BFS - Benign Fasciculation Syndrome

Group Admins: Paul Phoenix & LeAnne Thompson.


It is estimated that Earth as a whole is struck by an average of more than a hundred lightning bolts every second. The odds of being struck in your lifetime is 1 in 3,000.

It is estimated the odds that a person's odds of being diagnosed with ALS in any given year is 1 to 2 in a 100,000.

Moral of the story - Story worrying about twitching and buy rubber-soled shoes


Common symptoms of BFS are frequent muscle twitches (fasciculations or fascics), generalized fatigue, "pins and needles" sensations, migrating numbness, muscle cramping and/or spasms in the affected areas (usually the feet and calves), muscle aches and stiffness exercise intolerance, headaches, and itchiness.

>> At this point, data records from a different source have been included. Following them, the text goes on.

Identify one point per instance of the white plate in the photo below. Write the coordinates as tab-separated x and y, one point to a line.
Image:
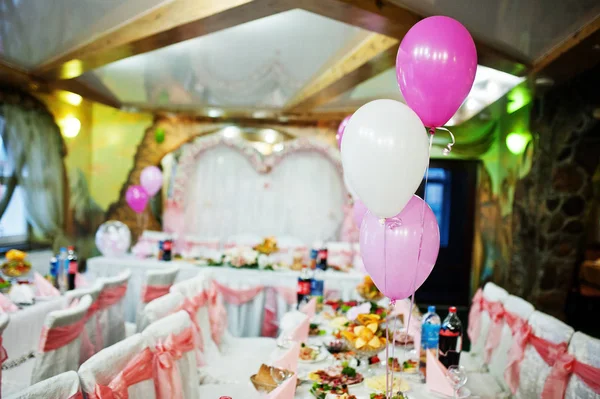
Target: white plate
320	357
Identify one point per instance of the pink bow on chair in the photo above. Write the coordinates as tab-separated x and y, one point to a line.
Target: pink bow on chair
475	316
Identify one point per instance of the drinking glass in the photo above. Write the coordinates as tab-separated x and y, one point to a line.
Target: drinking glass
458	377
279	375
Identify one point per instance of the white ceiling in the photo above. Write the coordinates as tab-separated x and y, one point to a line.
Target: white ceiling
32	31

Clinically some patients have mild increases in creatine kinase. Muscle biopsy may show mild neurogenic changes. Electrodiagnostic studies are clear or show fascics with normal morphology.

Often the symptoms will get worse at night, or during periods of sickness or viral infections, stress, or overexertion.

Many people experiencing these symptoms fear they may have ALS, MND or MS. A simple clinical rule is that fasciculations in relaxed muscle are never indicative of motor system disease unless there is an associated weakness, atrophy, or reflex change.